Every class has those kids. The smart ones, the curve-breakers, who pick it up early and run with it. They get it on the first go around. Hardly need our help at all. They have natural aptitude. Sit in the front of the class, graduate first in their class. They are on their way. Hardly need us. Did they ever need us? this is easy.
Then there are those other kids. The struggling ones, the faltering ones. They don’t pick it up early, so they come for extra help. We don’t see eye to eye. They just don’t get it. I tell it to them again and again. The other kids got it, why can’t they? They are stumped. They need us to see it the way they see it, so we can help them. this is hard.
Then there are those kids. The defiant ones, the failing ones. They don’t pick it up at all, but they don’t come to us for help. They’ve given up, not on us, but on themselves. These need our help most of all, but we don’t know how to help them. Don’t know how to reach them. If they’d come, we’d talk baseball or girl friends, we’d share movies we like or programs we watch. Maybe we would get to telling stories. this is harder still.

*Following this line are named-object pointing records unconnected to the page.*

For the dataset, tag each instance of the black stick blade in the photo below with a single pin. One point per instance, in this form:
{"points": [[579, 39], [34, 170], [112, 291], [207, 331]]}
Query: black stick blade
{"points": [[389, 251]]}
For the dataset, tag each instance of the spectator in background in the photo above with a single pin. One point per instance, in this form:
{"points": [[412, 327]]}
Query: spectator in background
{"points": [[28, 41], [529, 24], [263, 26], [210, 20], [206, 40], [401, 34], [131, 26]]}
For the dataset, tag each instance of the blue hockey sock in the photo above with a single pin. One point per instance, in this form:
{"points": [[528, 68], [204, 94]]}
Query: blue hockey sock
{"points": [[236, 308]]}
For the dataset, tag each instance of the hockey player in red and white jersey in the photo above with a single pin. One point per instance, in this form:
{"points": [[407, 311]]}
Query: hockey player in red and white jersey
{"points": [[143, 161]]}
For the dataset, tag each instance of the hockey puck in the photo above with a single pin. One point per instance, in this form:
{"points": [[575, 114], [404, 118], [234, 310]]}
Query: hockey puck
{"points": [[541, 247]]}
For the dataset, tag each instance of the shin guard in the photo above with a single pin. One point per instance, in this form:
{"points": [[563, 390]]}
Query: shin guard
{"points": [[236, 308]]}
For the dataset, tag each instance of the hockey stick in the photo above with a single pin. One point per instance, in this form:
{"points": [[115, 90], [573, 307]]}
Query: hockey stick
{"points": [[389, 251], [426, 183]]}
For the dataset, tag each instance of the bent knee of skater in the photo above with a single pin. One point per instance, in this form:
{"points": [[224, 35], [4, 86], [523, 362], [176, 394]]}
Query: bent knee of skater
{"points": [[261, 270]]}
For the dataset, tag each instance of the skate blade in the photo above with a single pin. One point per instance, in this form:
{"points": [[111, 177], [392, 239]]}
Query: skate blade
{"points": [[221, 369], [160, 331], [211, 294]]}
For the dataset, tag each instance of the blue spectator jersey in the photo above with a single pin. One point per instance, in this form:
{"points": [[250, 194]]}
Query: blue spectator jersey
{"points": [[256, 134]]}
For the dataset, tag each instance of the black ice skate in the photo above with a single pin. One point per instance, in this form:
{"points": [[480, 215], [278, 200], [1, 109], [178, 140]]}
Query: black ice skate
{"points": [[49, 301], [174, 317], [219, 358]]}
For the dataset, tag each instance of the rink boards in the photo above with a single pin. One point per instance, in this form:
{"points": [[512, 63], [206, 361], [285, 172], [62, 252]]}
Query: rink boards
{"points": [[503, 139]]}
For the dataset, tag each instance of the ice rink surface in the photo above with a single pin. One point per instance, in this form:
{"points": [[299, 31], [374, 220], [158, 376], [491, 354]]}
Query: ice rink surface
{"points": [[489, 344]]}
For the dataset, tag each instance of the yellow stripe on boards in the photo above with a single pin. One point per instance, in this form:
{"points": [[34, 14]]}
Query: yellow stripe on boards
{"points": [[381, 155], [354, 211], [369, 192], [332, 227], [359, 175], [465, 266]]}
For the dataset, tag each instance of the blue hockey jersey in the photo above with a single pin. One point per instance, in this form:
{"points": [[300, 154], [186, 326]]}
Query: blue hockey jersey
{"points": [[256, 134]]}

Teaching, lacing up the sneakers and going one on one with our world’s greatest natural resource, is the hardest job on earth and the greatest gift we can give. The capable ones will get it without us, but the others stretch us. Sometimes nearly to the breaking point.
And there’s no guarantee. They may fall away anyway in spite of our efforts, but let it not be because of our efforts. Never, ever, because of our efforts. We reach and keep reaching. We re-invent and re-organize. We create new ways to approach an old concept. We make models and draw diagrams. We sketch and color, paint and draw. We use our bodies and our boards. We use our minds, hearts and souls. We call on all the resources we have at hand to teach this one. The least common denominator. Who sits across from us…stumped, frustrated, confused. Who fumes and throws up his hands. “I’ll never get this!”
And we take a deep breath and smile an honest, sincere smile that reflects the truest of hearts. “You will. Let’s try again another way.” And so you do.
One day the quality of my work will be judged by my attention to the least common denominator.